Well behaved women DO make history. But do they make change?
Taken cumulatively, the women’s marches across the U.S. on January 21st were one of the largest protests in our history, if not the largest. And virtually no one was arrested. According to multiple sources, at the four biggest gatherings, totaling almost two million protesters, not a single arrest was reported by law enforcement. Mass protests and no arrests — it turns out we made history and we were well behaved.
But what does it amount to? Around the corner from the crowded protest sites in D.C., a large sign displayed an oft-quoted rationale for such protests: “Power concedes nothing without demand.
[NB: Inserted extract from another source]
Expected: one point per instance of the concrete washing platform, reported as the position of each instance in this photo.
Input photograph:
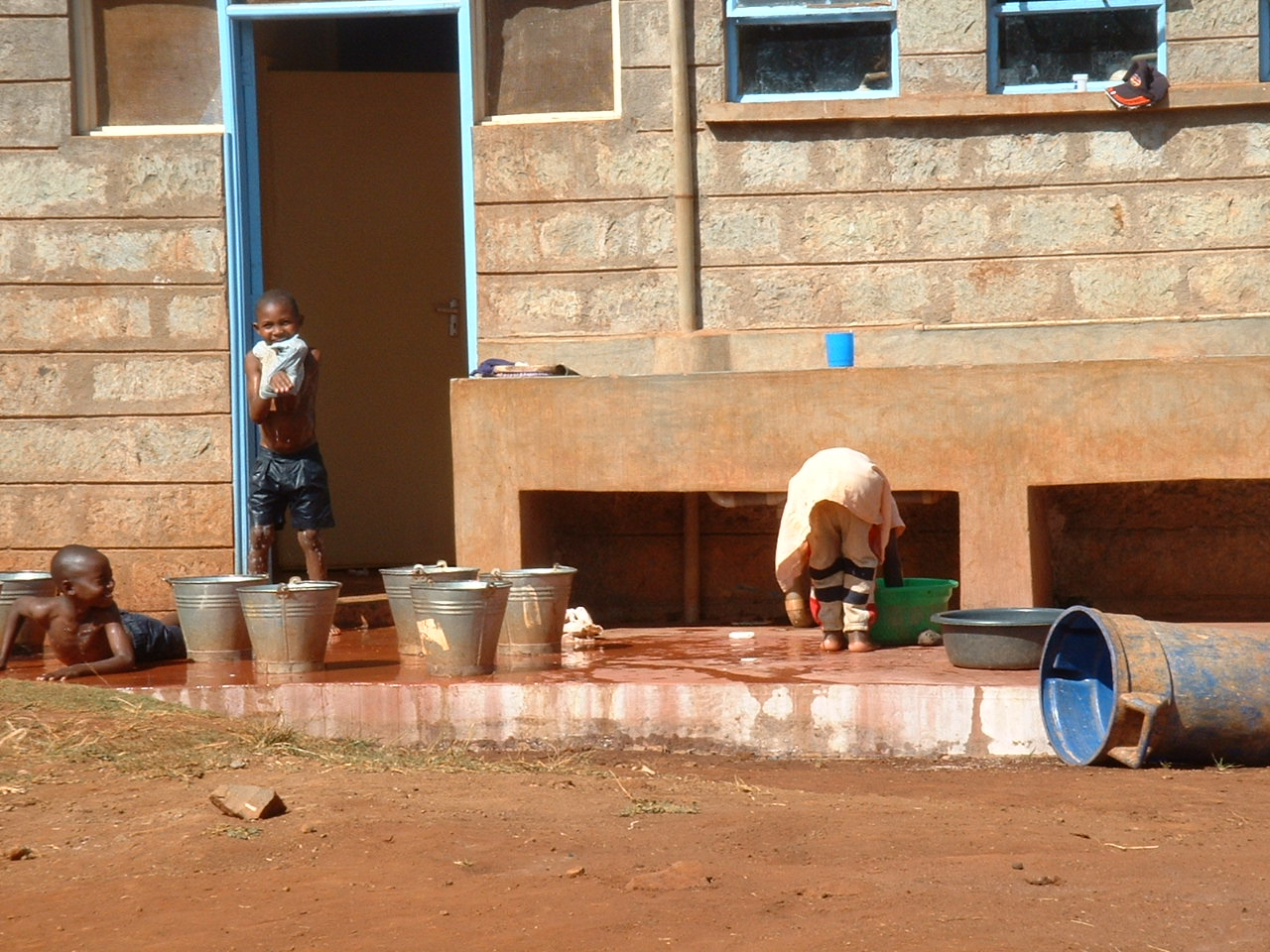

It never did, and it never will.” As Frederick Douglass knew well, active representative democracy requires that the governed make demands of their government.
And so demands we made.
Yet, despite the march organizers’ well-articulated values and principles, including values around reproductive rights and immigrant’s rights, and despite the more than three million citizens who rallied behind those values, the new administration has been deaf. Within his first week in the office, the president of the United States of America has signed orders or memoranda moving forward with a border wall and threatening funding for international organizations who provide abortions and birth control among their many crucial services. We’re almost certain to see restrictions on immigration from certain areas, including settlement of refugees. Though all of these positions have been rejected by marches, petitioners, and voters, it seems that consent of the governed is no longer a requirement for action by the government.
More than 73 million Americans cast a ballot for a candidate other than Donald Trump. Approximately 90 million voting-aged adults did not vote at all. Of those who voted, Mr. Trump lost the popular vote by almost 3 million votes, the largest electoral loss that nevertheless resulted in victory in our nation’s history. All told, only 27 percent of voting-aged Americans actively chose our current president. And as the new administration took office, approximately 3 million people rose up in mass protests to again assert the demands of the governed. And yet the presidential orders were drafted, the legislation proposed, the memoranda signed. No consent of the governed required.
The lesson here is scalding. If you were one of the 1.6 billion Americans who did not vote for Trump, one of the millions who marched in protest, or one of the millions who have signed petitions, wrote emails and letters, or made phone calls — if you have registered your protest to the current agenda using any of the well-behaved tools afforded you by modern representative democracy, unfortunately, your concerns have been noted, but dismissed. Your right to petition your government has been neutered. You are a victim of taxation without representation. You have helped make history but brought about no change.
It seems a new strategy is in order, one that demands that that folks who now represent us at all levels of government take that job seriously. If you have not already done so, write down the name, address, and phone number of every single elected official who represents you and tell them how you expect them to move forward. If you have already done so, it’s time to double down. We can remain a force of history. Whether we’ll remain well behaved will depend on whether we become well represented.